Верно, что XIX век в музыкальном искусстве — век великих композиторов-индивидуалистов. С музыкой этого века произошло то же, что и с итальянской живописью Ренессанса: ведь не только в последовательном ее развитии от кватроченто к сеченто (XV—XVII века) оказалось созданным столько замечательного, что средний уровень тогдашней живописи был выше вершин других эпох, но в одновременности, внутри отдельных «групп годов» жили гиганты искусства, чье творчество — тоже индивидуально несходное — далеко вперед обогатило величайшими произведениями самые изысканные и жадные до новых впечатлений умы. Оно внушило множеству людей воззрения на живопись, обусловленные яркими, западающими прочно .в сознании впечатлениями, и эти воззрения стали основным критерием живописности до открытий импрессионистов, внушивших если и не иное, то по-новому обогащенное видение окружающей действительности.
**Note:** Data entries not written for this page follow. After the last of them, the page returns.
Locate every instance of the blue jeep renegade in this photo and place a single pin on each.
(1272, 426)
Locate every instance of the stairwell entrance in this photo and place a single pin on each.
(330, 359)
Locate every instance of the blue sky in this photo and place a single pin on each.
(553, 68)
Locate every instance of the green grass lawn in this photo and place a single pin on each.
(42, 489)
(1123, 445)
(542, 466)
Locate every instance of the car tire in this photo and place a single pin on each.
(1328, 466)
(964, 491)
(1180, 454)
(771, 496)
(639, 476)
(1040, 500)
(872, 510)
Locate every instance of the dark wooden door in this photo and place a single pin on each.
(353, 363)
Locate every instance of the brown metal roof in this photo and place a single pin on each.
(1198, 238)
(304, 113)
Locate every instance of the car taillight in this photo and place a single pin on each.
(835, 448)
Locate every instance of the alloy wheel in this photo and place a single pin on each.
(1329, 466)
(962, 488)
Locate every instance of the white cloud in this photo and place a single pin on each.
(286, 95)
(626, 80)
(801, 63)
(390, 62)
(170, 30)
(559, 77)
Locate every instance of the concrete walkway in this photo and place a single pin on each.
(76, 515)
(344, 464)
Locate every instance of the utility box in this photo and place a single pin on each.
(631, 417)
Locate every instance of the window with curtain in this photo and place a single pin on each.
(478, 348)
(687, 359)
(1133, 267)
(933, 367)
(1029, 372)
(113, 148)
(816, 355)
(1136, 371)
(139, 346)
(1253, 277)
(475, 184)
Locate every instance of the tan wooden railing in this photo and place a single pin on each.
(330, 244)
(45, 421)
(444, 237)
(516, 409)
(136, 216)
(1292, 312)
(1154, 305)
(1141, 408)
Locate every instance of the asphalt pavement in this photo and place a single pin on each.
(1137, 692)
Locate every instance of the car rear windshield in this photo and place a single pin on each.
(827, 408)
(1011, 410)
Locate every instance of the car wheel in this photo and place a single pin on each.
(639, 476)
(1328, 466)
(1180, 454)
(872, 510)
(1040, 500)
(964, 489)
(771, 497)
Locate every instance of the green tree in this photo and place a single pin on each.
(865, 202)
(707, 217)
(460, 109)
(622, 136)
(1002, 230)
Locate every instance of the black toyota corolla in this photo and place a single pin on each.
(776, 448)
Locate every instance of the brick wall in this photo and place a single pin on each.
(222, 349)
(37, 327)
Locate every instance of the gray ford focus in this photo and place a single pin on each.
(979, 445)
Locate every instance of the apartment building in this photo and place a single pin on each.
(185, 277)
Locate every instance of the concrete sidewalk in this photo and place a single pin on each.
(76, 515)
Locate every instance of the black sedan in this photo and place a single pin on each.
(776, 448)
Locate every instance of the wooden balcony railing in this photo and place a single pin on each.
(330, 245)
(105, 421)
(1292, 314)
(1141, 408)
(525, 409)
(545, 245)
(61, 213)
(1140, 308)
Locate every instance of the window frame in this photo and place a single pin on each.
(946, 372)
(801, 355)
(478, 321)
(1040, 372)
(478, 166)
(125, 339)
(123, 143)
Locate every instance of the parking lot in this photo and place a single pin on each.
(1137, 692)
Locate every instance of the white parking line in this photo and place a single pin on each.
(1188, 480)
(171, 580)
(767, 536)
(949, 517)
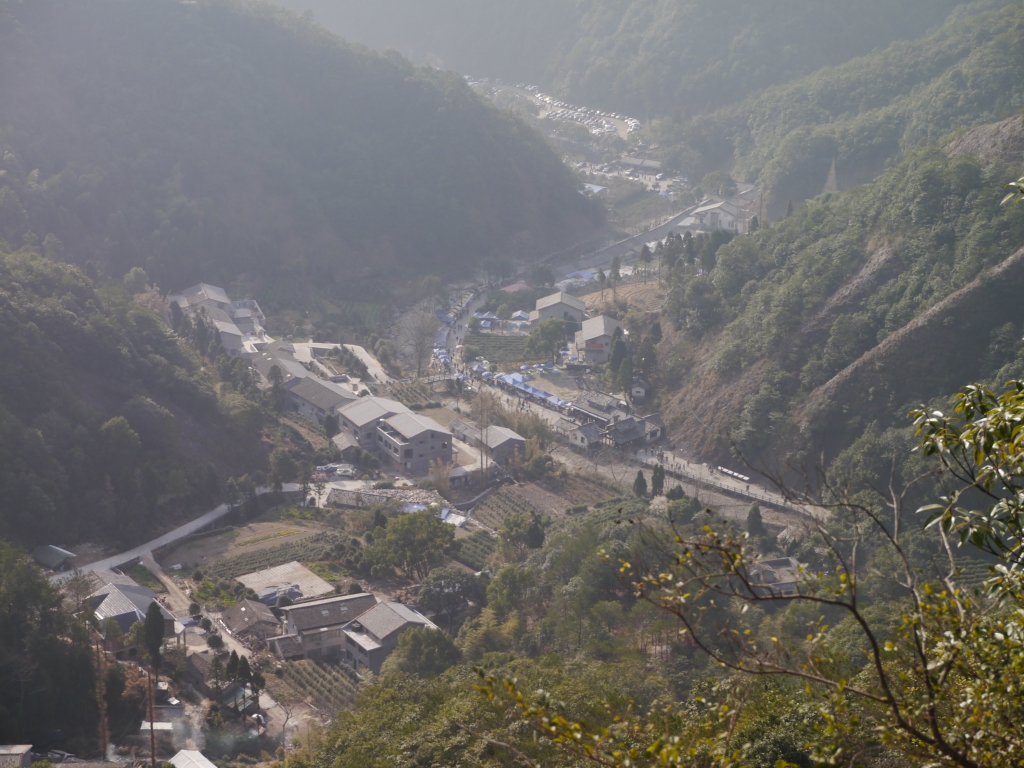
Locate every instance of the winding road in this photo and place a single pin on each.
(169, 538)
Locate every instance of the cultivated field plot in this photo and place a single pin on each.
(499, 348)
(332, 687)
(493, 511)
(312, 548)
(475, 550)
(201, 550)
(646, 296)
(291, 572)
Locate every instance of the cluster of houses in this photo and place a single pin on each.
(605, 420)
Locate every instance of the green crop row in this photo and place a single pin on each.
(474, 551)
(316, 547)
(331, 686)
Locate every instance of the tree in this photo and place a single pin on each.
(542, 274)
(448, 590)
(136, 281)
(283, 468)
(645, 258)
(276, 392)
(547, 338)
(640, 484)
(755, 525)
(657, 480)
(417, 335)
(415, 544)
(154, 638)
(422, 651)
(624, 378)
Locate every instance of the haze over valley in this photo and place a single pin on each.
(445, 383)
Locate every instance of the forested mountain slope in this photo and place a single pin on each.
(646, 57)
(201, 140)
(862, 114)
(829, 326)
(110, 427)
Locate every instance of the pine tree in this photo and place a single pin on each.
(640, 484)
(657, 480)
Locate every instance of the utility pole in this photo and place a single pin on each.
(101, 699)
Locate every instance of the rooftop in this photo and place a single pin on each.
(561, 298)
(329, 611)
(126, 603)
(321, 394)
(190, 759)
(387, 617)
(247, 614)
(410, 425)
(600, 326)
(49, 556)
(368, 410)
(496, 436)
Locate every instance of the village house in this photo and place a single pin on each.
(125, 604)
(15, 756)
(412, 442)
(639, 389)
(371, 637)
(501, 444)
(560, 305)
(237, 322)
(51, 558)
(593, 341)
(250, 621)
(586, 435)
(721, 215)
(312, 630)
(775, 578)
(315, 399)
(633, 429)
(360, 417)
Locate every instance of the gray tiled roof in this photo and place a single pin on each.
(386, 619)
(368, 410)
(329, 611)
(247, 615)
(411, 425)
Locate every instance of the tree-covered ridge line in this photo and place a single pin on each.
(112, 425)
(201, 141)
(814, 334)
(863, 114)
(644, 57)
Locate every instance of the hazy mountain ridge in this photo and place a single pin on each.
(854, 309)
(203, 140)
(645, 57)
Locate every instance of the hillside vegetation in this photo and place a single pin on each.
(645, 57)
(110, 427)
(205, 140)
(862, 114)
(825, 329)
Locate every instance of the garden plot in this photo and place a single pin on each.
(291, 572)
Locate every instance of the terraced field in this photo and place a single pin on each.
(332, 687)
(475, 550)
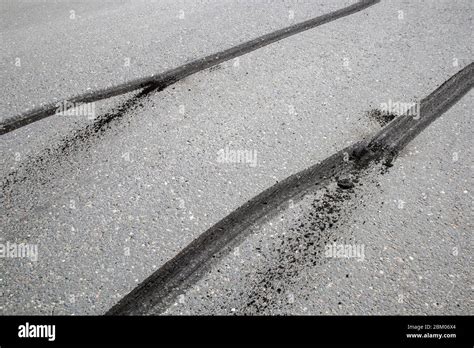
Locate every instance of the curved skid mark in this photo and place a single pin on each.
(179, 273)
(171, 76)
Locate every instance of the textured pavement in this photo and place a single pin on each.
(108, 208)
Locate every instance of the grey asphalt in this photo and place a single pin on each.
(111, 209)
(411, 228)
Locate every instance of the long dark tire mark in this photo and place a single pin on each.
(171, 76)
(179, 273)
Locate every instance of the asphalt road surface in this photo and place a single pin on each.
(107, 203)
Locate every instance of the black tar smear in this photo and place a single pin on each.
(173, 278)
(171, 76)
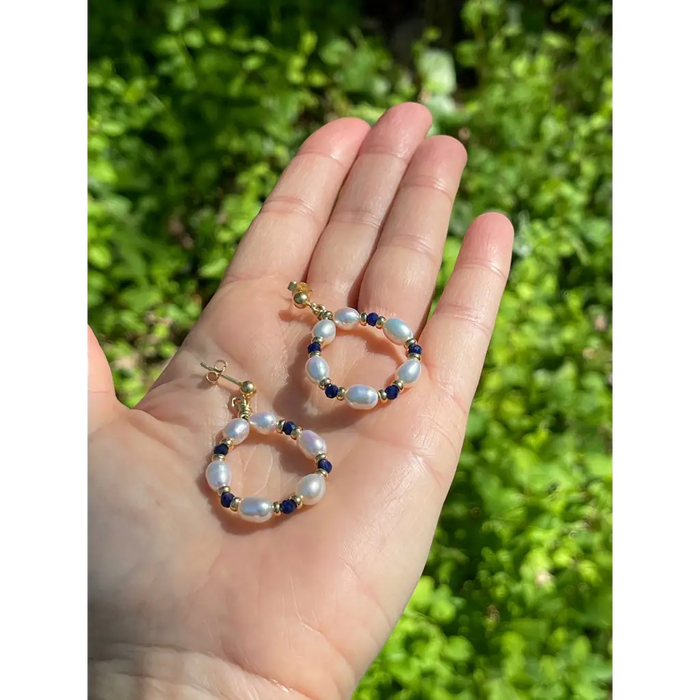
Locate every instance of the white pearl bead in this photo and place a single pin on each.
(317, 369)
(218, 474)
(264, 422)
(237, 430)
(409, 372)
(312, 488)
(362, 397)
(311, 444)
(397, 331)
(325, 330)
(346, 319)
(255, 509)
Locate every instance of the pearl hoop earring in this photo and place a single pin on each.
(358, 396)
(310, 489)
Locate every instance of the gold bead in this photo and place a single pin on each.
(301, 299)
(248, 388)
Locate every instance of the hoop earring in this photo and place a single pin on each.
(358, 396)
(310, 489)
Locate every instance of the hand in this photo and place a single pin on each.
(183, 598)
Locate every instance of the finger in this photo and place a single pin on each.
(280, 240)
(347, 244)
(100, 399)
(400, 279)
(458, 334)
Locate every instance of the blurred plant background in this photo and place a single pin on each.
(193, 108)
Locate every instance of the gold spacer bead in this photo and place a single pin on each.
(248, 388)
(301, 299)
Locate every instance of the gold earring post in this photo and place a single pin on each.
(215, 373)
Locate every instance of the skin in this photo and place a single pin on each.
(185, 600)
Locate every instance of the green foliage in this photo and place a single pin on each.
(194, 111)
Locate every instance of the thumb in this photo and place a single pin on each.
(100, 398)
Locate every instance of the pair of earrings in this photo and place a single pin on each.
(312, 487)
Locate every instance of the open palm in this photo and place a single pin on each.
(183, 598)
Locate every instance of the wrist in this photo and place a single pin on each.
(159, 673)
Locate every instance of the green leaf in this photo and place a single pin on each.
(437, 72)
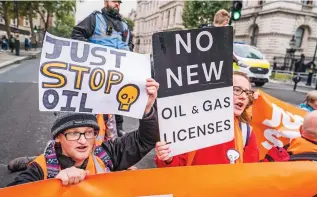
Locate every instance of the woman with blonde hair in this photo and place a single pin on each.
(310, 103)
(242, 149)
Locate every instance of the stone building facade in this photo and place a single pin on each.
(154, 16)
(270, 25)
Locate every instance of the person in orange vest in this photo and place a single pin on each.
(305, 147)
(242, 149)
(74, 153)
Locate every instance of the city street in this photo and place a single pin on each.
(25, 130)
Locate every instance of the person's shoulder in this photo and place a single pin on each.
(96, 12)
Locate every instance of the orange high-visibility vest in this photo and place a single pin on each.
(300, 145)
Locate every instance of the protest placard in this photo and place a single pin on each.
(194, 69)
(275, 122)
(77, 76)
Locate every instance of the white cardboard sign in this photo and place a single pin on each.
(77, 76)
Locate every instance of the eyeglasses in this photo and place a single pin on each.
(74, 136)
(238, 91)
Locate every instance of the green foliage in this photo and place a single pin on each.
(130, 23)
(54, 8)
(63, 26)
(198, 12)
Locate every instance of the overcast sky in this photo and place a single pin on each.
(88, 6)
(127, 6)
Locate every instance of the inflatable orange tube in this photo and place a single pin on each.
(258, 179)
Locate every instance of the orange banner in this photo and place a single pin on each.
(275, 122)
(258, 179)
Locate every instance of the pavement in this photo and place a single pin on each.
(7, 58)
(25, 130)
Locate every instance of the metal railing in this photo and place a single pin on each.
(287, 76)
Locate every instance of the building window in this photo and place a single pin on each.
(255, 35)
(307, 2)
(299, 37)
(26, 22)
(168, 18)
(261, 2)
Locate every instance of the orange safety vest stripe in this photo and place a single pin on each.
(300, 145)
(238, 144)
(91, 167)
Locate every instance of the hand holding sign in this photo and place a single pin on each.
(162, 152)
(151, 87)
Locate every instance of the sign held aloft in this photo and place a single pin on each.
(77, 76)
(194, 69)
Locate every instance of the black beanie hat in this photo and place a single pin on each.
(72, 120)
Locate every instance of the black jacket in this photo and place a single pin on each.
(85, 29)
(124, 151)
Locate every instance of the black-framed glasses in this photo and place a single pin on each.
(74, 136)
(238, 91)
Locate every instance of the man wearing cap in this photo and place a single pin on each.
(73, 152)
(106, 28)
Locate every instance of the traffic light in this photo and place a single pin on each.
(236, 10)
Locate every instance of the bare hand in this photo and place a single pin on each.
(72, 175)
(151, 88)
(162, 150)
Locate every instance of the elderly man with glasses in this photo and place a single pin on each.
(73, 153)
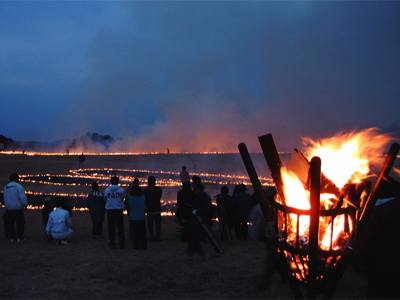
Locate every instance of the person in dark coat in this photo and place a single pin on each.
(378, 246)
(46, 210)
(202, 207)
(153, 194)
(96, 206)
(184, 199)
(224, 212)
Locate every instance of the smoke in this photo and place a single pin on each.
(205, 76)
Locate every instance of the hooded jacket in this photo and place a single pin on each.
(96, 205)
(14, 196)
(114, 196)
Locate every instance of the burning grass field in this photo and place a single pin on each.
(89, 269)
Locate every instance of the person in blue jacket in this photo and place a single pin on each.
(114, 196)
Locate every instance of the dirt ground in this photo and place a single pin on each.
(88, 269)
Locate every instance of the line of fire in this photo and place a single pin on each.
(318, 213)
Такой проницательный, острый, сверлящий и дальнозоркий ум, как ум Стендаля, своим анализом чувств и страстей человека решительно сдвинувший европейский роман, в «Истории живописи в Италии» останавливается с пытливым изумлением — через три века от Рафаэля, Микеланджело, Леонардо да Винчи — не только перед этими гигантами. Чувствуется, что он сопротивляется, хочет освободиться от «измерений живописного», завещанных Ренессансом, раскидывая там и там меткие оговорки! А, в конце концов пишет искристые положительные характерные «отзывы» и «обобщения» своих наблюдений, искренно отдаваясь возвышенному художественному волнению.